Cosadirci: “Amministratori dimostrino di non essere fannulloni”

Piazza MunicipioAVERSA. Lo scorso 13 novembre alcuni dirigenti del comitato civico Co.sa.dir.ci. e dell’associazione Ambiente e Salute si sono incontrati nella stanza del Difensore Civico con l’assessore Luciano Luciano, i consiglieri Antonio De Michele e Mimmo Rosato, ed il presidente del Consiglio comunale Nicola Verde.

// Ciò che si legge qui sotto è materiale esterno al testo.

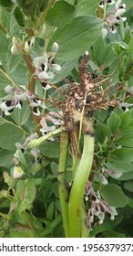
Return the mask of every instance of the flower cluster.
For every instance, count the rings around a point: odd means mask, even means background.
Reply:
[[[22,91],[20,89],[13,88],[10,85],[5,88],[5,92],[7,95],[3,98],[0,109],[5,115],[10,115],[15,108],[19,110],[22,108],[23,101],[26,100],[26,92]]]
[[[86,187],[85,200],[89,202],[89,208],[87,214],[87,225],[89,230],[94,226],[103,223],[106,213],[110,216],[112,220],[118,215],[116,208],[101,198],[99,191],[94,190],[90,181],[87,182]]]
[[[50,122],[54,125],[48,126],[46,122]],[[45,135],[46,133],[56,130],[56,125],[63,124],[63,121],[57,112],[49,112],[47,114],[42,117],[40,124],[42,126],[40,132],[42,133],[42,135]]]
[[[114,5],[115,8],[109,10],[109,12],[107,9],[106,16],[104,16],[105,24],[108,27],[109,31],[112,33],[116,33],[117,29],[116,27],[119,24],[120,19],[123,21],[126,21],[126,17],[121,17],[121,16],[126,11],[126,4],[122,4],[122,0],[115,1],[102,1],[99,5],[100,7],[105,7],[107,5]],[[105,37],[107,33],[107,30],[106,28],[102,29],[102,35]]]
[[[28,40],[20,40],[15,37],[12,38],[11,53],[13,55],[18,55],[19,53],[28,54],[35,45],[35,37],[32,37]]]
[[[36,68],[36,75],[40,80],[49,80],[54,78],[54,72],[59,71],[61,67],[55,64],[55,56],[58,51],[58,44],[54,43],[49,52],[45,52],[41,57],[36,57],[33,60],[34,67]],[[48,84],[45,89],[49,89]]]

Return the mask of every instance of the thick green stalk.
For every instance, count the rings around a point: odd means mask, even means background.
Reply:
[[[63,225],[65,230],[66,238],[69,237],[68,229],[68,191],[66,189],[66,163],[67,156],[67,143],[68,134],[66,132],[61,133],[60,137],[60,156],[58,164],[58,191],[59,199],[62,210]]]
[[[91,171],[94,155],[94,133],[89,121],[86,120],[85,123],[83,153],[72,185],[68,203],[69,236],[72,238],[81,237],[83,196]]]

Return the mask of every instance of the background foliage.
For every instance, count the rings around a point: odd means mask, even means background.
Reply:
[[[45,4],[44,4],[45,2]],[[89,2],[89,3],[88,3]],[[46,52],[54,42],[59,46],[56,61],[61,66],[58,75],[50,80],[57,88],[69,82],[79,82],[78,65],[88,50],[88,72],[109,75],[111,97],[118,100],[116,107],[97,110],[92,118],[95,131],[93,187],[102,199],[116,208],[113,220],[106,214],[101,225],[93,225],[90,237],[132,237],[133,219],[133,4],[127,0],[127,21],[120,19],[117,33],[107,32],[104,38],[103,16],[98,13],[99,2],[90,1],[0,1],[0,99],[4,101],[7,85],[28,89],[30,71],[25,52],[11,53],[12,38],[28,40],[35,31],[46,25],[46,32],[36,36],[30,51],[32,59]],[[55,29],[56,27],[56,29]],[[97,70],[97,71],[96,71]],[[4,72],[3,72],[4,71]],[[39,80],[35,94],[44,97]],[[57,98],[53,88],[46,91],[46,99]],[[48,111],[55,110],[47,103]],[[38,146],[35,157],[31,148],[25,154],[22,144],[36,131],[29,104],[23,102],[11,115],[1,112],[0,117],[0,237],[64,237],[57,186],[59,134],[54,141]],[[20,179],[13,176],[15,155],[24,170]],[[17,158],[16,157],[16,158]],[[66,165],[67,184],[71,180],[72,157],[69,152]],[[107,183],[99,178],[102,175]],[[87,202],[87,209],[88,209]]]

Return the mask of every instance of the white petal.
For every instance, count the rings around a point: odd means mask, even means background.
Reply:
[[[45,86],[45,87],[43,86],[43,89],[49,90],[49,89],[51,89],[51,86],[47,83],[46,86]]]
[[[118,10],[119,8],[119,6],[121,5],[121,2],[122,0],[118,0],[116,2],[116,9]]]
[[[10,85],[5,86],[5,88],[4,89],[4,91],[5,91],[5,93],[13,93],[14,92],[14,88]]]
[[[123,16],[121,17],[122,21],[126,21],[127,20],[127,17],[126,16]]]
[[[56,42],[54,42],[52,48],[51,48],[52,52],[57,52],[58,51],[58,44]]]
[[[58,64],[51,64],[50,68],[53,71],[59,71],[61,70],[61,67]]]
[[[39,73],[38,78],[40,80],[53,79],[54,78],[54,74],[52,72],[50,72],[50,71],[49,72],[43,71],[43,72]]]
[[[12,53],[13,55],[18,55],[18,54],[19,54],[19,51],[18,51],[18,49],[17,49],[15,46],[12,46],[12,47],[11,47],[11,53]]]
[[[26,53],[29,53],[29,51],[30,51],[30,47],[29,47],[29,45],[28,45],[28,42],[27,42],[27,41],[25,42],[24,49],[25,49]]]
[[[47,58],[47,54],[45,53],[44,56],[41,56],[41,57],[36,57],[34,59],[33,59],[33,64],[35,66],[36,69],[40,69],[42,64],[47,64],[47,61],[48,61],[48,58]]]
[[[103,38],[106,37],[106,36],[107,35],[107,28],[102,28],[102,36],[103,36]]]
[[[118,9],[116,14],[115,16],[120,16],[121,15],[123,15],[125,13],[125,9]]]

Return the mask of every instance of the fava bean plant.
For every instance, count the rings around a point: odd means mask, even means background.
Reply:
[[[0,0],[0,237],[132,237],[132,0]]]

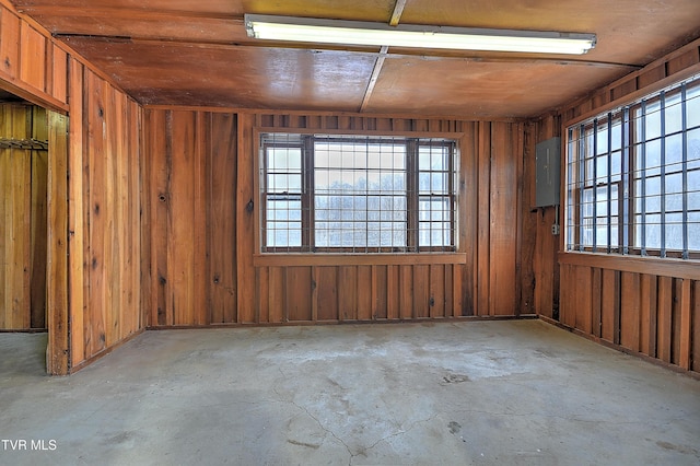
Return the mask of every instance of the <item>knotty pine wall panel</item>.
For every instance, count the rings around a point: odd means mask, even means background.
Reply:
[[[460,147],[458,253],[256,254],[256,128],[454,135]],[[532,269],[522,260],[532,246],[513,228],[527,205],[521,199],[523,124],[175,107],[147,108],[144,135],[150,326],[513,316],[521,314],[523,295],[533,294],[532,280],[518,279]]]
[[[68,110],[68,54],[5,3],[0,3],[0,80],[31,102]]]
[[[141,305],[141,108],[71,60],[71,368],[145,328]]]
[[[573,103],[559,115],[533,121],[526,132],[527,164],[535,163],[529,156],[534,143],[565,135],[565,126],[571,121],[657,92],[697,73],[699,66],[700,40],[695,40]],[[562,153],[562,174],[564,161]],[[562,188],[562,201],[563,196]],[[537,313],[626,351],[700,372],[697,264],[634,256],[557,255],[563,242],[560,244],[560,238],[549,233],[556,214],[553,208],[539,209],[537,214],[533,261]]]
[[[562,264],[561,288],[565,326],[700,372],[700,280]]]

Ad illustrare l’andamento della riunione è il presidente del Cosadirci Gennaro Mariniello:

“Senza null’altro aggiungere al sacco quotidiano di scandali e vergogne frutto del comportamento bestiale degli uomini-monnezza (la monnezza è prima umana e poi ambientale), siamo entrati nel merito. Qualsiasi iniziativa riguardante l’ambiente richiede un cambio radicale di mentalità e cultura. Fino ad ora la Politica dei Partiti è stato solo affarismo, spartizione, spoliazione a danno della collettività per fare gli interessi delle correnti e dei clan. Questa scelta ha prodotto solo delinquenza, degrado, malattie e morte ed ha impoverito tutti. Ad Aversa, come in Campania, specie nelle province di Napoli e Caserta. Tutto ciò che ha consigliato il Cosadirci in 18 anni (la monnezza è ricchezza, composter in città, siti di produzione dell’humus, amici per il pellet, raccolta differenziata premiale a partire dalle scuole etc.) non è stato mai recepito perché o era a costi bassi per la comunità o non produceva clientele.

Oggi è tempo di passare dalla politica predatrice a quella produttrice di ricchezze. L’abbiamo ripetuto anche giovedì 13: la città di Aversa deve risanare l’ambiente perché il suo futuro è positivo solo se si investe nel risanamento e valorizzazione del Centro Storico (unico al mondo), nelle Arti e nell’Energia. Ribadiamo che gli eletti dai cittadini (‘apprendisti amministratori’) non possono continuare a fare le sceneggiate viste negli ultimi decenni: facciamo finta di lottarci, di dire peste e corna gli uni degli altri, ma alla fine spartiamoci la torta e freghiamo il popolo beone, tanto il conto lo paga lui. 18 mesi di fannulloneria amministrativa la paghiamo noi, non le facce di bronzo dei partiti. Ecco perché in presenza del Difensore Civico e dei Cittadini abbiamo confermato il nostro impegno a proporre e lavorare per la città. Però i nuovi Amministratori dimostrino nei fatti di operare a favore della cosa pubblica, liberandosi della visione drogata di gestire il potere. Non sono stati eletti ad un concorso di bellezza o di recitazione.

Nell’ambito di questo cambio epocale di mentalità e cultura vogliamo esprimere la nostra solidarietà all’avvocato Lello Santulli che con grande dignità e correttezza civile ha espresso il volere di non continuare con il Question Time. Chi come noi è stato molto vicino all’ideatore può solo stigmatizzare l’atteggiamento divoratore e non paternalistico del Sindaco di Aversa. Il Question Time s’è arenato, e siamo stati tra i primi a non parteciparvi più, perché l’interlocutore amministrativo ha bleffato.

Il sindaco ed i suoi amministratori pensavano di cavarsela rinviando la soluzione dei problemi reali dei cittadini con promesse da marinai, con indagini ed accertamenti di là da venire. Della serie i cittadini si lisciano e si leccano prima delle elezioni e poi si prendono a pesci in faccia”.